PROVIDENCE, R.I. (WJAR) — Big dollars for roads, bridges, and a port.
In a special election Tuesday, Rhode Islanders are being asked to borrow $400 million dollars plus potentially $240 million more in interest over 20 years.
There are seven bond questions on the ballot.
One of them seeks $71 million for Rhode Island Department of Transportation projects.
"We've got a lot more to do to correct our roads and bridges and all our infrastructure," Department of Transportation Director Peter Alviti told NBC 10 News
Alviti said the state's truck tolls pay about 10% of the bills.
The bond would cover revenue lost in the pandemic, he said, particularly from the gas tax.
"If we don't get the bond approved, then we're going to have make some tough decisions. We're going to have to scale back on some of the projects we've already started. We may have to delay some of them," Alviti said. "We may even have to cancel some projects."
The added pitch is that for every dollar Rhode Island puts up, the federal government will add four times as much.
So, the $71 million bond would also bring in more than $280 million more from Uncle Sam.
"That's one of the best deals around," Alviti said.
Another bond question seeks $20 million to upgrade and add docking space at the Port of Davisville, and to dredge to allow cargo ships to keep coming in.

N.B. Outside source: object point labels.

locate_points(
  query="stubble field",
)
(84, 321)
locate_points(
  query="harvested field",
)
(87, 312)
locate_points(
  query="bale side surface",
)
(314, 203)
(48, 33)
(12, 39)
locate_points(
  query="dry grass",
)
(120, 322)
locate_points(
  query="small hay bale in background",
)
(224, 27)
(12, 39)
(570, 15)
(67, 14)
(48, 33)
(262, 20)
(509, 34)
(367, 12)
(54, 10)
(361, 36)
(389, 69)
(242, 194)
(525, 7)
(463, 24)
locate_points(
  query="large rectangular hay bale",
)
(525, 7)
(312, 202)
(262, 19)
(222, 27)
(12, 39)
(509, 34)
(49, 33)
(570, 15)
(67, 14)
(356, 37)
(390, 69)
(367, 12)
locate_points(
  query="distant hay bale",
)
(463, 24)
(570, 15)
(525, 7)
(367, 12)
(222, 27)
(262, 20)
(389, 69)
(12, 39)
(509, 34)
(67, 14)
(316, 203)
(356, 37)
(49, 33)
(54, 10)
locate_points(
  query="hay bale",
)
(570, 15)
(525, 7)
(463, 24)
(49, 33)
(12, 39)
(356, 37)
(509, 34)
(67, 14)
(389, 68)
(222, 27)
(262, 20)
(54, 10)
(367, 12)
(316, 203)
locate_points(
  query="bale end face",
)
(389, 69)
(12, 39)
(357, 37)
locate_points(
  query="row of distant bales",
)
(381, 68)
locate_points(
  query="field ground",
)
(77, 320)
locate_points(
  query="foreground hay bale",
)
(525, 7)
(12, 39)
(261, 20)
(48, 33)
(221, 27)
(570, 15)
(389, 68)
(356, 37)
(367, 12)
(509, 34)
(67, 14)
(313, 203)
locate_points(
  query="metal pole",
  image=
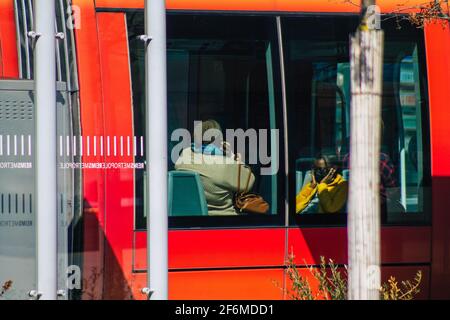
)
(156, 148)
(45, 149)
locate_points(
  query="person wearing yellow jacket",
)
(331, 189)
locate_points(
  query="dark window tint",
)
(221, 68)
(318, 101)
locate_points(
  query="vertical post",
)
(156, 149)
(366, 63)
(45, 148)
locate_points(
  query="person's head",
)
(320, 167)
(210, 131)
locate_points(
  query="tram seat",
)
(186, 194)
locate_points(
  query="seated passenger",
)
(218, 170)
(327, 186)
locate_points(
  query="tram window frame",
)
(422, 217)
(276, 219)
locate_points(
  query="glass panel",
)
(218, 68)
(318, 97)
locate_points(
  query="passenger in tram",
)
(326, 186)
(218, 167)
(389, 190)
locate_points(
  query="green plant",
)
(391, 290)
(332, 285)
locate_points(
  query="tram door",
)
(17, 187)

That same question includes another $40 million to expand to other parts of the state the Quonset Development Corporation model to develop industrial land, by getting sites pre-permitted and ready to build.
"I think it's a great opportunity for Rhode Islanders at a critical time to invest in our greatest natural asset, which is the deep water port we have here in Narragansett Bay and a thriving port operation down in Davisville, as well as an opportunity to invest in a proven winner in the Quonset Business Park model," said Gavin Black, who heads the industry group RI Ports Coalition, pushing for passage.
Conservative critic Mike Stenhouse, of the RI Center for Freedom & Prosperity, argues this isn't the time for any of the bond borrowing.
"Out of a pandemic when families and businesses have had to trim their budgets, the government needs to the same thing. Interest rates may be low, but we're struggling as a state, our economy. Now is not the time to go into more debt," Stenhouse told NBC 10.